Gelen lider Putin, Yeltsin’e verdiği sözü tutarak ona ve yakınlarına dokunmadı. Ama siyaset alanında her şeyi değiştirdi. Önce Yeltsin’in pek sevdiği büyük işadamlarını (“oligarkları”) Kremlin’den attı, kimisini içeri tıktı. Muhalif medyayı susturdu. Bu arada ülke bütünlüğünü sağlamak için, başka Çeçenistan olmak üzere, özerk cumhuriyet ve bölgeleri sindirdi. Petrol fiyatlarının iyi gitmesinden dolayı, şansı da vardı. Ve kısa sürede konumunu güçlendirdi. Yeniden ve daha güçlü bir şekilde “Büyük Rusya” söylemleri güçlendi. Batı ile ilişkiler zaman zaman gerginleşti. Seçimler ya (biraz da Sovyet dönemindekileri hatırlatarak) sembolikleşti, ya da (yerel yönetimler düzeyinde) büyük ölçüde kaldırıldı. Atama mekanizması ve merkeziyetçilik pekiştirildi. Demokrasinin yerine “huzur ve istikrar” söylemi geldi.

Yeltsin çok hırslıydı. Bu hırsıyla Gorbaçov’u devirmek için (kimilerine göre belki de “kurtarılabilecek ve reforme edilebilecek olan”) Sovyetler Birliği’nin dağılmasına öncülük etti. Görünüşte demokratik ve çoğulcuydu. Basın özgürlüğü için bazı adımlar attı. Ama 1993 sonbaharında olduğu gibi, muhaliflerine karşı silah ve sert baskı yöntemleri kullanmaktan da çekinmedi. Kendisini destekler görünen Batı’ya karşı önemli ve bazen karşılıksız tavizler verdi.

Kendisini çok seviyor, kimseye aldırmıyordu. Keyfi tavırları çoktu. Kameralar önünde bakanlar kurulu üyelerini “Yanlış oturmuşsunuz; sen oradan kalk, sen buraya otur” diye ezdiği oldu. İçkiye düşkündü. Dünya liderlerinin karşısına defalarca içkili çıktı; bazen uçağından dışarı çıkamadı, bazen orkestra yönetti, bazen sekreterine çimdik attı.

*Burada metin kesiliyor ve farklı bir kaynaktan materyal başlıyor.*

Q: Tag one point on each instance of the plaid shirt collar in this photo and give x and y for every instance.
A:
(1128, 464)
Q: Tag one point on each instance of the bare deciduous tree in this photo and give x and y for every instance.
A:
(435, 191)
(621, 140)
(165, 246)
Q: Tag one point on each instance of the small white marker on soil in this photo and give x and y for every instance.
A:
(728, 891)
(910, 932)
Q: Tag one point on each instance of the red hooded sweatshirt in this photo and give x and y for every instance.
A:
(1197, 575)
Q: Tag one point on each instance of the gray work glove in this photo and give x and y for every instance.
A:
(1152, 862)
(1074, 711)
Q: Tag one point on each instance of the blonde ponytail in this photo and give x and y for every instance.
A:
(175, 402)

Kabaydı, kararlıydı. Gorbaçov gibi eşini “ortalarda dolaştırmadı”. Bu yönleriyle önce “Rus mujikleri”nin hoşuna gitti. Ama yıllar geçtikçe halkın nefretini kazandı. İktidarı terk ettiğinde reytingleri yüzde 3’ün altına düşmüştü.

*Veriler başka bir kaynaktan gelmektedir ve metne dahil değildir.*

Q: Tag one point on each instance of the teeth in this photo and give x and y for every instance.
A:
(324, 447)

Ölümünden bu yana yaklaşık dört yıl geçti. Ve geçenlerde yapılan bir anket, Ruslar’ın büyük çoğunluğunun Yeltsin’i hâlâ sevmediğini ortaya koydu. “Yeltsin döneminin ülkeye yararı mı zararı mı?” oldu sorusuna halkın yüzde 20’si olumlu cevap verirken, olumsuzlar yüzde 60’a yaklaştı.

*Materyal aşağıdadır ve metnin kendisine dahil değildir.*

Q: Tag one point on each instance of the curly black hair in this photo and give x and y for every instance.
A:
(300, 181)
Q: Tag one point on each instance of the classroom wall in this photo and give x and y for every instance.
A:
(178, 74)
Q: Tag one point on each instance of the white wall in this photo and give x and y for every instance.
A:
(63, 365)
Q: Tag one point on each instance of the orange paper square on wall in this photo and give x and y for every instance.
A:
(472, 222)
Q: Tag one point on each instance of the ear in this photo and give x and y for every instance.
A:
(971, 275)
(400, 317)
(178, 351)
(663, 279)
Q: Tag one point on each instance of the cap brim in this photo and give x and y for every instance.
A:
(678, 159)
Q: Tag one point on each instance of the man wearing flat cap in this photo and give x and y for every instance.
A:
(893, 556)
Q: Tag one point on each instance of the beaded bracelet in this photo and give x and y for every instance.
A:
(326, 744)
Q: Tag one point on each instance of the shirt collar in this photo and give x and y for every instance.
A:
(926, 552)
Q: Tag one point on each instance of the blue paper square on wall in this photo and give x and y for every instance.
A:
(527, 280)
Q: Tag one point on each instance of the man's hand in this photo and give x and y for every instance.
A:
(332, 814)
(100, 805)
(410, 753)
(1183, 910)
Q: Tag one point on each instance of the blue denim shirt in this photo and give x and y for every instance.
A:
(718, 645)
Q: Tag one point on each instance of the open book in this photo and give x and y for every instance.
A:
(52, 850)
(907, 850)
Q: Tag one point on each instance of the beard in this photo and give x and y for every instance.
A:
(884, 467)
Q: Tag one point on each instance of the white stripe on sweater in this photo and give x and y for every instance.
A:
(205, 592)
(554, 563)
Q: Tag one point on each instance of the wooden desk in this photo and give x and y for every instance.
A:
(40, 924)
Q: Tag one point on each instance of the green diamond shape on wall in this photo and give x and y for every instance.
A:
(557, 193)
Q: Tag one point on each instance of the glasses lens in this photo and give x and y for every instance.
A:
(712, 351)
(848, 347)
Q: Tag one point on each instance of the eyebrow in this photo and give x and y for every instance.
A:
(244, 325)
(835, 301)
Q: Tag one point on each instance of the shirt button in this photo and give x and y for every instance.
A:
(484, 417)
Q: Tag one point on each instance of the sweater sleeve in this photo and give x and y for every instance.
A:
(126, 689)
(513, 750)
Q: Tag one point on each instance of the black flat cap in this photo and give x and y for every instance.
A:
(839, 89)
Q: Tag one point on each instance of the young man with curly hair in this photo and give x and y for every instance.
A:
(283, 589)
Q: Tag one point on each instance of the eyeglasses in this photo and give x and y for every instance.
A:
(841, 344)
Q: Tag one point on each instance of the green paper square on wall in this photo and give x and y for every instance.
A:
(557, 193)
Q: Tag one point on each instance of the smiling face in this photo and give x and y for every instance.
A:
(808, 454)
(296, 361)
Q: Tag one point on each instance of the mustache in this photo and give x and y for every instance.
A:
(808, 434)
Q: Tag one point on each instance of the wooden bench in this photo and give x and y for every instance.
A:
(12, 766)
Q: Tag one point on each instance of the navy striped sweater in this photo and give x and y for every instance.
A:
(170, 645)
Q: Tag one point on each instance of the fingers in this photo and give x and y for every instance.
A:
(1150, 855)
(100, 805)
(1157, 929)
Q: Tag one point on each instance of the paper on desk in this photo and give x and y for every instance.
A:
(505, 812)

Bir şey daha: Yeltsin’i özellikle şimdi ileri çıkarmaya ve övmeye çalışanların belki şöyle bir “gizli amacı” var. “Daha liberal ve daha demokratik” gördükleri Medvedev’i “Yeltsin gibi” olmaya davet ederek, “daha sert ve otoriter” buldukları Putin’i ekarte etmeye çalışıyorlar. Ama evdeki hesap tutar mı, bilinmez…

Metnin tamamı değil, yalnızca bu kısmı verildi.